Lara a quarante ans, son compagnon vient de la quitter, un an auparavant elle a perdu sa mère. Bref, de quoi avoir le moral dans les chaussettes. Et elle l’a. Un jour, en zappant les programmes de télévision, elle tombe sur un reportage sur la catastrophe de Tchernobyl, où les survivants et les familles des décédés sont interrogés. A ce moment précis, ce qu’elle appelle « l’effet Tchernobyl » se produit dans son esprit. Loin de cautériser les plaies de sa vie, ce reportage les ouvre comme elles ne l’ont jamais été. Les souvenirs de son enfance et adolescence et le secret de ses parents qu’elle a découvert à l’âge de 12 ans remontent à la surface.
C’est grâce à l’atelier d’écriture auquel elle participe pour « sauver » ses dimanches qu’elle parvient à poser des mots sur ses blessures. L’idée d’écrire tout cela. Mais très vite elle s’interroge, se rend compte que dans la réalité les souvenirs remontent en vrac, sens dessus dessous, de manière anachronique, alors que dans une fiction, ils sont bien rangés, se succèdent de manière claire et ordonnée.
Elle s’aperçoit aussi de l’effet du temps sur les événements, le jeu de la mémoire qui transforme la réalité, atténue ou accentue certaines choses.

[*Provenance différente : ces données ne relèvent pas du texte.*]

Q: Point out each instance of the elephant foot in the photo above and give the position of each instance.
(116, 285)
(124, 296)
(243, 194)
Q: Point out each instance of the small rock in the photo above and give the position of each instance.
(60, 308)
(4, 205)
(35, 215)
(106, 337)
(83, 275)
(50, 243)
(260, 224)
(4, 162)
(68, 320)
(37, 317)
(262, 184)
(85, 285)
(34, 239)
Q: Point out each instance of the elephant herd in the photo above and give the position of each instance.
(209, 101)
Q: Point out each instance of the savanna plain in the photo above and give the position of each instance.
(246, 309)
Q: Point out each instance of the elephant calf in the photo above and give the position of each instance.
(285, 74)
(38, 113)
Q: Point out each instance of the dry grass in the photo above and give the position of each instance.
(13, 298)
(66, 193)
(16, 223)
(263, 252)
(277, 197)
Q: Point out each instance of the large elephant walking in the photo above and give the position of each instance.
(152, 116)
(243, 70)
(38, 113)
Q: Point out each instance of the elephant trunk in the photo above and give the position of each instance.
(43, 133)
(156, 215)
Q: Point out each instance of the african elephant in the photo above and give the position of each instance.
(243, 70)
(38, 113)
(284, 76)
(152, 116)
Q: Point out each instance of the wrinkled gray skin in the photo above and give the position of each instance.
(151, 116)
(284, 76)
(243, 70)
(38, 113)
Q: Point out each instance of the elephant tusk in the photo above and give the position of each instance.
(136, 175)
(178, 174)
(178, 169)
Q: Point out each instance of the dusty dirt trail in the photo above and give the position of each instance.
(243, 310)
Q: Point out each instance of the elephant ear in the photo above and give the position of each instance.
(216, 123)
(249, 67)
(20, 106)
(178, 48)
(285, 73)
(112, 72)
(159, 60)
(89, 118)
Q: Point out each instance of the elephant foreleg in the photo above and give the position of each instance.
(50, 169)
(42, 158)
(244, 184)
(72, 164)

Lucy Caldwell est nord-irlandaise. C’est le premier roman que je lis d’elle, découverte par hasard en me examinant les rayonnages d’une grande librairie, assez surprise de trouver un nom si inconnu dans cette grande enseigne, et le dernier exemplaire de la pile ! Trop tentant, surtout quand on voit le nom de Belfast (et se dire que pour une fois ce n’est pas un polar sanglant).

J’ai aimé la mise en abyme du travail de l’écrivain et l’originalité de la construction de ce roman raconté à la première personne du singulier (Lara s’interroge sur comment écrire le secret de ses parents et les répercussions sur sa vie à elle, et sur sa vie d’adulte), puis, au milieu du livre, le basculement à la troisième personne pour donner la parole à sa mère par le truchement de la fiction.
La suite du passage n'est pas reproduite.